Quando os grandes da economia, como os Estados Unidos da América ou a China, investem nas eólicas, são evocados pelos outros as regras da OMC, em nome dos acordos da livre concorrência. Isto tem sido chamado ganância, a palavra é capital e está legislado. O suicídio colectivo está na lei e tem autores.

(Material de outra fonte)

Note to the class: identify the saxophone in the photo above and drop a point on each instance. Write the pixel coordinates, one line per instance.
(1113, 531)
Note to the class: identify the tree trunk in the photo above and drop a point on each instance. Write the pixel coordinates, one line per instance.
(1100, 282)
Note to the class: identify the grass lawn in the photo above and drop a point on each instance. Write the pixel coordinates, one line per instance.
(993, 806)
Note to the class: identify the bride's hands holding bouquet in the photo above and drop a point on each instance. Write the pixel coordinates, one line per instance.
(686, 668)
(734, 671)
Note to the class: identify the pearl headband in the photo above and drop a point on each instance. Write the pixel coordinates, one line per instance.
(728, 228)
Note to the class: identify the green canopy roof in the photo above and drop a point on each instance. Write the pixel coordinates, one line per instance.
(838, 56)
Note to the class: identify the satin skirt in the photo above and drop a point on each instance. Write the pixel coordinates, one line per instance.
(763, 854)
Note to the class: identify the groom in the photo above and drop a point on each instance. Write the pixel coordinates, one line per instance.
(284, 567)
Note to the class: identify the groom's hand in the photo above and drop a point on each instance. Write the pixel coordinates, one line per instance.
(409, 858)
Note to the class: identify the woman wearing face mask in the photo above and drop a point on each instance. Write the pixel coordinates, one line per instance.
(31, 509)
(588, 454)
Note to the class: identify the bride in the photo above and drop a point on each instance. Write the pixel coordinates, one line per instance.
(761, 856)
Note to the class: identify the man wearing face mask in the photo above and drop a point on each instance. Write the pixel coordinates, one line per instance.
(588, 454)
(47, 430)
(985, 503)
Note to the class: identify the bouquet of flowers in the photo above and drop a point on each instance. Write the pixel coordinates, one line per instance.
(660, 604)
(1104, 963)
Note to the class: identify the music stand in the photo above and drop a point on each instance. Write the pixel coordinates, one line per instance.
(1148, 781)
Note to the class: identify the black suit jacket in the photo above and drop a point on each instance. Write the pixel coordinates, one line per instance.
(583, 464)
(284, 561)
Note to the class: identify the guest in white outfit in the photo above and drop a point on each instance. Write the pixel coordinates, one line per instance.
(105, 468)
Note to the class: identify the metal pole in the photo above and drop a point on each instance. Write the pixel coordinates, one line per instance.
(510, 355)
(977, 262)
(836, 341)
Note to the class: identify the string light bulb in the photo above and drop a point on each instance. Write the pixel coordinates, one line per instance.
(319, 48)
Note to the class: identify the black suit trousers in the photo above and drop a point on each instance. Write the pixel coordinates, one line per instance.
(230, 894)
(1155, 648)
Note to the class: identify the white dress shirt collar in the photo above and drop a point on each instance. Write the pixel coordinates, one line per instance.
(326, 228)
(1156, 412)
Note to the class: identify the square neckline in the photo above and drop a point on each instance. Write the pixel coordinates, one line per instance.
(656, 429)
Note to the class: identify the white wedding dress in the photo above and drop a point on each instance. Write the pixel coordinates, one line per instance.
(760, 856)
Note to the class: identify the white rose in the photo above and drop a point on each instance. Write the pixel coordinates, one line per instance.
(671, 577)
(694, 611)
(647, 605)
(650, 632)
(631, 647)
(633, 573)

Consequências para a saúde
Quando no Verão, em Portugal e Espanha, se atingiram 45 graus Celsius e 40 no Reino Unido, aquilo a que assistíamos nos ecrãs da televisão era igual às imagens com que nas escolas assustavam com o inferno eterno as crianças que pecassem.
Afinal, o inferno chegou mais cedo e quem peca são “os importantes”. No último Verão, só numa semana, em Portugal e Espanha houve mil mortes devidas ao calor. Recorrendo mais uma vez às revisões científicas da revista Lancet de há um ano, “nos últimos 20 anos, a mortalidade relacionada com o calor nas pessoas com idade superior a 65 anos aumentou mais de 50%”. Em Novembro de 2022, várias revistas científicas, entre elas o New England Journal of Medicine, elencaram os riscos para a saúde. Desidratação, défice renal, problemas dermatológicos, mal-estar mental, complicações na gravidez, alergias, factor de risco ou mortalidade nas doenças cardiovasculares e pulmonares. E o 6.º relatório da Organização Mundial da Saúde, de 2021, com um largo painel de especialistas, publica detalhadamente as causas e os efeitos.
Entretanto, com o calor, os glaciares fundem-se, a água avançou pelo Norte do Paquistão e, naquilo que foram cidades, parecia um mar bravo. E não havia Arca de Noé… Por isso, o antigo ministro do Ambiente e conselheiro do primeiro-ministro entre 2018 e 2022 Malik Amin Aslam culpou os países poluentes pelas inundações e disse que “será necessário talvez um Tribunal Climático Internacional”. Com grande pressão, para além das boas intenções, as “perdas e danos”, os desgastes irreversíveis, serão compensados por uma espécie de multa decidida na Cimeira do Egipto de 2022. Mas reflorestar ou pagar cota para poluir é apenas uma espécie de bula. Entreter os jovens e os adultos com os cuidados na separação dos lixos e acabar com as palhinhas de plástico é uma boa acção…
Paralelamente, é possível ver no YouTube grandes investigadores, com nome e instituição memorável, a dizer que tudo isto são criações científicas a apelar à intervenção dos Estados, que variações climáticas sempre houve ao longo dos tempos. São pagos por think tanks, grupos de investigadores ao serviço das "big oil”. Têm nomes e têm sido publicados nos EUA (estima-se em 500 milhões de dólares por ano, segundo o climatologista Manfred E. Mann).
Perante isto, é bom que os jovens se inquietem. Se não forem eles, quem será? Houve um salto geracional e é em unidade que se tornaram “ocupas”. Um novo salto é necessário para perceberem e localizarem bem as origens, os autores do inferno e do dilúvio e que passem a incomodar a sério os “senhores barqueiros” que nos estão a cobrar a portagem para o nosso próprio suicídio.»